Apoptosis is a tightly regulated process of elimination of aged cells without disrupting cellular integrity (reviewed in). Apoptosis may be initiated by extracellular stimuli through activation of death receptors on the cell surface, and intracellularly by the release of mitochondrial cytochrome c into the cytoplasm. Both pathways induce expression of apoptosis genes and activation of the caspase cascade, resulting in DNA fragmentation. The apoptosis signals are abrogated by the family of apoptosis-inhibiting proteins (IAPs).
A number of disturbances in the apoptosis machinery have been pointed out in RA patients. Fibroblasts from RA synovia are relatively resistant to apoptosis induced by extracellular Fas stimulation. Moreover, co-culture of synovial fibroblasts from RA joints with T cells and B cells induces anergy of lymphocytes. Increased levels of soluble Fas in RA synovial fluid have been suggested as one possible explanation for this fact. Indeed, administration of antagonistic anti-Fas antibodies or of Fas ligand has been shown effective in abrogation of arthritis in animal models. Resistance to Fas-induced apoptosis in RA synovium correlates with a markedly increased expression of sentrin-1. Sentrin-1/SUMO is a molecule whose binding to a protein results in the prevention of ubiquitin-related processing and degradation of that protein. Sentrin-mediated protection has been shown for such proteins as p53 and IkBa. Upregulation of anti-apoptotic molecules belonging to the Bcl family and of the caspase-8 inhibitor FLIP has been repeatedly reported in RA. Inhibited apoptosis has been shown to contribute to the pathogenesis of experimental arthritis.

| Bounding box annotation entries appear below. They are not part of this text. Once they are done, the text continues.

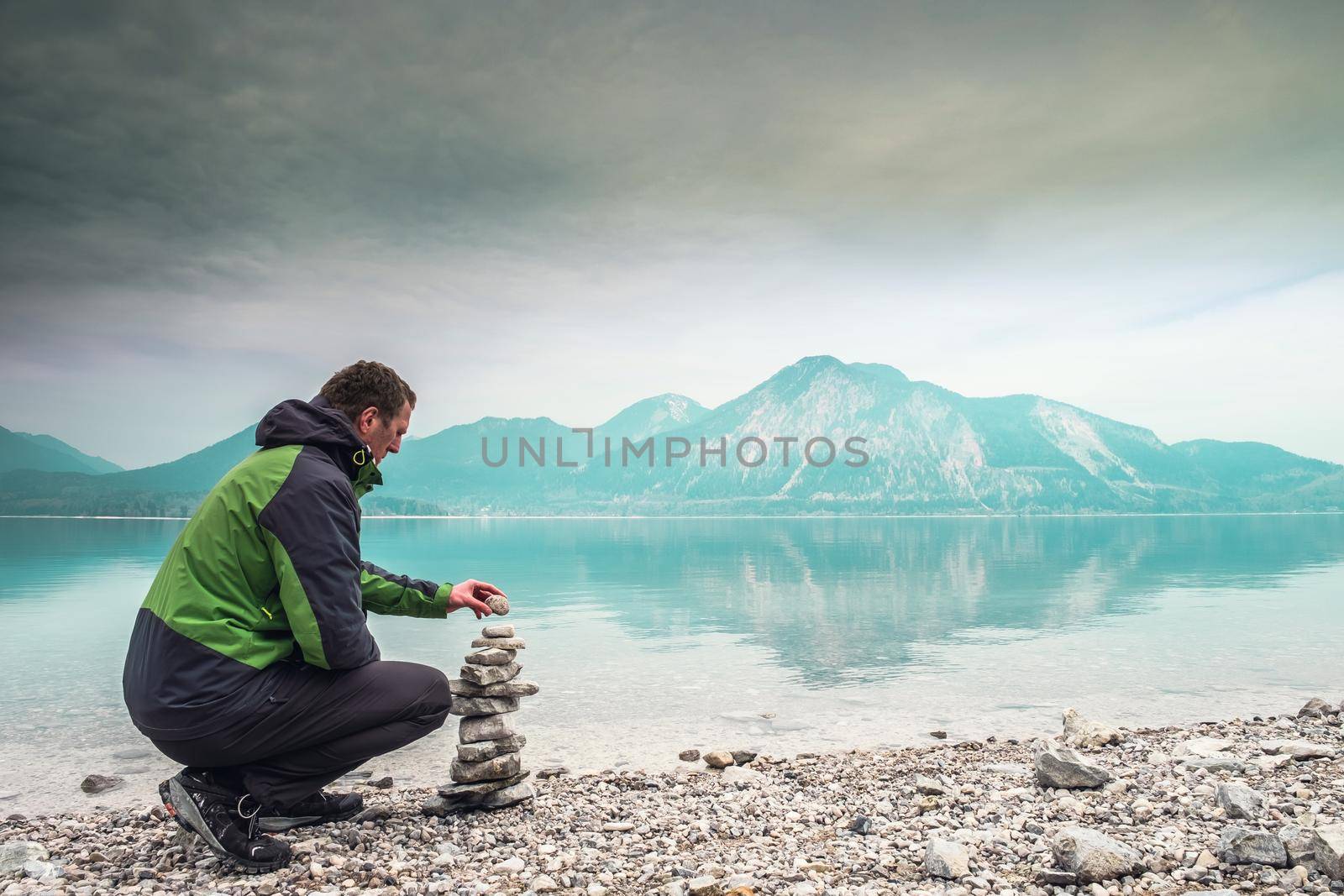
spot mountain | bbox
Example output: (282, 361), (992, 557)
(102, 423), (257, 493)
(0, 354), (1344, 515)
(15, 432), (123, 473)
(594, 392), (710, 439)
(0, 426), (121, 475)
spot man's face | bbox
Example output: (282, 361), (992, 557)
(359, 401), (412, 464)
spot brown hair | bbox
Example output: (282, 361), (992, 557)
(318, 360), (415, 422)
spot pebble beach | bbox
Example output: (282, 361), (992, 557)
(0, 699), (1344, 896)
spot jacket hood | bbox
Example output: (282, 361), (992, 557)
(257, 395), (374, 479)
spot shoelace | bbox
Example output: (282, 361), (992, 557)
(237, 794), (260, 840)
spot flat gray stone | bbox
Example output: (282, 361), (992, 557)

Survivin is a 142-amino-acid protein that belongs to the IAP family, and it inhibits the activity of caspase 3, caspase 7, and caspase 9, but not of the upstream initiator protease caspase 8. Survivin can thereby downregulate, directly or indirectly, both death-receptor-mediated and mitochondria-mediated pathways of apoptosis. Survivin has been also suggested to regulate cell division during mitosis. Indeed, survivin is the only one of IAPs that is tightly connected to the cell cycle being upregulated in the G2 /M phase. Inside the dividing cell, survivin is found incorporated in centrosomes and mitotic spindles, and relocates to midbodies in the late telophase. Disruption of survivin function by negative mutation or by introduction of anti-sense oligonucleotides results in a cell-division defect. Survivin is abundantly expressed in all the most common human cancers and in transformed cell lines, while most normal differentiated adult tissues do not express this molecule. A few adult tissues reported to express survivin include the spleen, the testes, the thymi, the placentas, and the colonic crypts.
In the present study we demonstrate high levels of the anti-apoptotic protein survivin extracellularly in plasma and synovial fluid of patients with RA. In all the cases but one, high levels of survivin were associated with the erosive type of joint disease. Moreover, it is demonstrated that autoantibody responses to survivin led to a more benign (non-erosive) course of RA. The latter finding may have potential therapeutic consequences.